THE European Commission (EC) has warned the Dutch government that its plan to directly re-award the Main Line Network concession to Netherlands Railways (NS) in 2023 without undertaking market testing would entail “a serious risk of breaching European Union law.”
The warning was delivered in a letter from the European commissioner for transport, Ms Adina Vălean, to the Dutch minister of the environment, Ms Vivianne Heijnan.
Vălean notes that discussions with Dutch government over the direct award began in May 2020 when the policy was first announced, and since then the EC has reiterated its serious concerns over “the legality of the award and the excessively broad scope of the concession.”
“I am concerned that after several meetings and exchanges of formal letters, no substantial progress has been made so far,” Vălean says.
Member states of the European Union (EU) have a large margin of discretion in establishing the characteristics of the passenger services they wish to see provided in the general interest. But Vălean also points out that under EU law, they must carry out market analysis to determine which services can be operated commercially before letting the rest under PSO contracts.
The Main Line Network is formed of the principal passenger routes, including inter-city services and some international routes. It handles 95% of total rail passenger-km in the Netherlands.
The fact that the Main Line Network would see NS paying a fee to the government strongly suggests that some of these services could be provided by the market, Vălean says, but despite this no market analysis has been undertaken.
“Therefore your plan to entrust an all-encompassing concession to NS in the absence of market testing entails a serious risk of breaching EU law,” the commissioner writes.
The EC is also concerned that the Dutch government may be attempting to circumvent the new requirement to make competitive awards in the EU’s Fourth Railway Package.
Under a transition period which ends on December 24 2023, member states are still allowed to make direct awards as long as their duration does not exceed 10 years.
Vălean notes that the government is planning to award the 10-year concession before the end of 2023, but that it would not start until January 2025.
“There is no apparent reason why a direct award decision should be taken more than 12 months ahead of the start of operations, considering that the incumbent can switch seamlessly from the old to the new contract, which is of comparable scope,” she says.
The EC has received “substantiated complaints” from operators wishing to exercise their rights under the Fourth Railway Package to operate in the Netherlands, and Vălean says “we are under an obligation to pursue these complaints and enforce EU rail legislation.”
Some complainants have also started legal proceedings in the Dutch courts, including the Netherlands Federation of Transport Companies (FNM), representing Arriva Nederland, Transdev, Qbuzz, Keolis and EBS.
“We consider that their claims have merit, and will provide our interpretation of EU legislation if requested by a national court or the European Court of Justice,” Vălean says.

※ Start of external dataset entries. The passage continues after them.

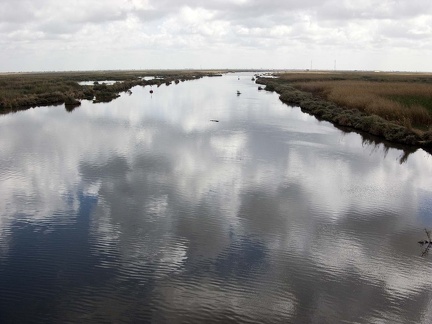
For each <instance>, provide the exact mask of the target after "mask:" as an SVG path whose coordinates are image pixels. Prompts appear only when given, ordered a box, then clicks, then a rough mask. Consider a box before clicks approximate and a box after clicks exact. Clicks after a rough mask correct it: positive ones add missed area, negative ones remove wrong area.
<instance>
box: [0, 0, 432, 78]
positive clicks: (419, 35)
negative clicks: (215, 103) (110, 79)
mask: <svg viewBox="0 0 432 324" xmlns="http://www.w3.org/2000/svg"><path fill="white" fill-rule="evenodd" d="M431 57H432V2H430V1H428V0H380V1H378V0H361V1H358V0H266V1H264V0H206V1H205V0H157V1H150V0H91V1H89V0H62V1H58V0H0V71H3V72H5V71H44V70H95V69H153V68H155V69H160V68H288V69H291V68H293V69H307V68H311V67H312V68H313V69H334V68H336V69H349V70H355V69H365V70H390V71H391V70H400V71H432V60H430V58H431Z"/></svg>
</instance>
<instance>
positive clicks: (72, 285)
mask: <svg viewBox="0 0 432 324" xmlns="http://www.w3.org/2000/svg"><path fill="white" fill-rule="evenodd" d="M252 76H253V74H248V73H243V74H227V75H224V76H222V77H213V78H209V77H207V78H203V79H199V80H193V81H186V82H181V83H179V84H177V85H175V84H172V85H170V86H166V85H162V86H160V87H153V90H154V93H153V94H150V93H149V90H150V88H149V87H135V88H132V94H127V93H123V94H122V95H121V97H120V98H118V99H116V100H114V101H112V102H110V103H100V104H93V103H91V102H87V101H83V102H82V105H81V106H80V107H78V108H76V109H74V110H73V111H72V112H68V111H66V109H65V108H64V106H55V107H39V108H35V109H29V110H26V111H21V112H17V113H14V114H8V115H2V116H0V211H1V214H0V323H230V322H232V323H342V322H347V323H431V322H432V272H431V270H432V255H429V254H427V253H424V255H423V256H422V254H423V252H424V250H425V246H424V245H420V244H419V243H417V242H418V241H420V240H426V239H427V235H426V232H425V229H427V230H432V156H431V155H430V154H428V153H426V152H425V151H423V150H421V149H419V150H417V151H415V152H414V153H412V154H409V155H407V154H405V152H404V151H403V150H401V149H396V148H389V147H386V146H385V145H384V144H379V143H378V142H374V141H371V140H366V139H365V138H363V137H362V136H361V135H359V134H356V133H354V132H344V131H342V130H339V129H337V128H335V127H333V126H332V125H331V124H329V123H327V122H322V121H318V120H317V119H316V118H314V117H313V116H310V115H308V114H305V113H303V112H302V111H301V110H300V108H298V107H289V106H287V105H285V104H283V103H281V102H280V101H279V99H278V95H277V94H276V93H272V92H265V91H258V85H256V84H255V83H254V82H253V81H251V77H252ZM237 91H239V92H240V94H239V95H238V94H237ZM431 254H432V250H431Z"/></svg>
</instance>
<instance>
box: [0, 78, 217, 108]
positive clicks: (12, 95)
mask: <svg viewBox="0 0 432 324" xmlns="http://www.w3.org/2000/svg"><path fill="white" fill-rule="evenodd" d="M215 75H218V74H217V73H216V72H214V71H212V72H206V71H191V70H184V71H182V70H176V71H168V70H166V71H88V72H44V73H3V74H0V113H3V114H4V113H9V112H13V111H18V110H23V109H28V108H31V107H37V106H50V105H58V104H63V103H64V104H65V105H66V107H67V108H68V107H69V108H71V109H72V108H73V107H76V106H79V105H80V100H82V99H87V100H93V102H95V103H98V102H110V101H111V100H113V99H116V98H117V97H119V93H120V92H125V91H129V90H130V89H131V88H132V87H134V86H137V85H141V86H147V85H149V86H152V85H156V86H159V85H161V84H166V85H169V84H171V83H172V82H175V83H179V82H180V81H185V80H193V79H198V78H201V77H203V76H215ZM152 77H154V78H152ZM147 78H150V79H147ZM83 81H93V82H94V84H93V85H81V84H79V82H83ZM103 81H115V82H114V83H113V84H106V83H104V82H103Z"/></svg>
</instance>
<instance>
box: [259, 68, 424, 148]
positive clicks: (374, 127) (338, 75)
mask: <svg viewBox="0 0 432 324" xmlns="http://www.w3.org/2000/svg"><path fill="white" fill-rule="evenodd" d="M257 83H260V84H263V85H266V89H267V90H271V91H276V92H277V93H279V94H280V99H281V100H282V101H283V102H285V103H287V104H290V105H296V106H300V107H301V108H302V109H303V110H304V111H306V112H308V113H310V114H312V115H315V116H316V117H317V118H319V119H323V120H327V121H330V122H332V123H334V124H336V125H340V126H344V127H350V128H354V129H357V130H360V131H363V132H367V133H370V134H372V135H375V136H379V137H382V138H384V139H386V140H388V141H391V142H396V143H401V144H407V145H418V146H423V147H428V148H431V147H432V76H431V75H426V74H402V73H400V74H396V73H369V74H368V73H354V72H345V73H314V72H304V73H284V74H279V75H278V76H277V78H259V79H258V80H257Z"/></svg>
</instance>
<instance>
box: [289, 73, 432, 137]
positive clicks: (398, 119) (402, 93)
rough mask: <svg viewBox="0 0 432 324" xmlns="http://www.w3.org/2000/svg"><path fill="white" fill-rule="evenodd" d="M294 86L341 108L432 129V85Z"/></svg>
mask: <svg viewBox="0 0 432 324" xmlns="http://www.w3.org/2000/svg"><path fill="white" fill-rule="evenodd" d="M293 86H294V87H295V88H297V89H299V90H302V91H307V92H311V93H313V94H315V95H319V96H323V97H324V98H325V99H326V100H329V101H331V102H334V103H335V104H337V105H338V106H342V107H347V108H355V109H358V110H360V111H364V112H366V113H367V114H371V115H377V116H380V117H382V118H384V119H386V120H389V121H392V122H396V123H397V124H400V125H403V126H406V127H418V128H420V129H429V128H430V127H431V125H432V84H427V83H413V82H377V81H357V80H342V81H311V82H296V83H294V84H293Z"/></svg>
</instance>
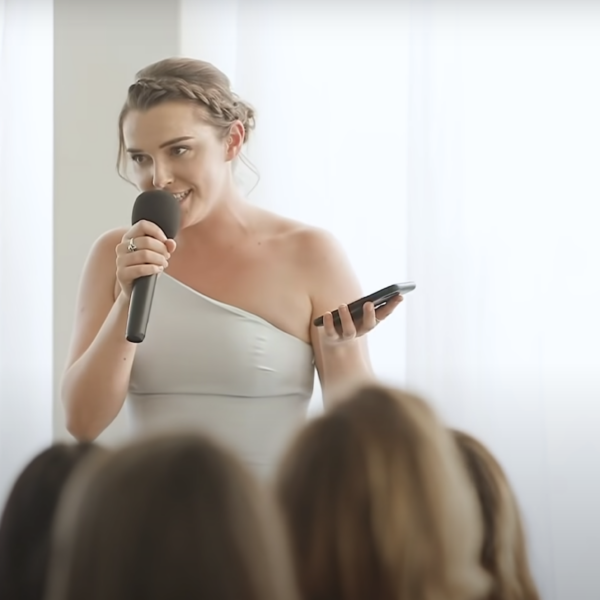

If the Main Line Network concession were found to breach EU law, including state aid rules, Vălean warns that there could be “significant legal and financial consequences for the concessionaire, regardless of whether operations under the new concession have already started.”
Vălean ends her letter by urging the Dutch government to reconsider its decision, encouraging it to take immediate steps to undertake market analysis “to correctly define the scope of the concession.”
“Given the time frame of your government, in particular the published schedule for PSO requirements and the plans to conclude the formal process, including the Dutch parliament’s approval, by the end of this year, the matter is extremely urgent,” concludes Vălean.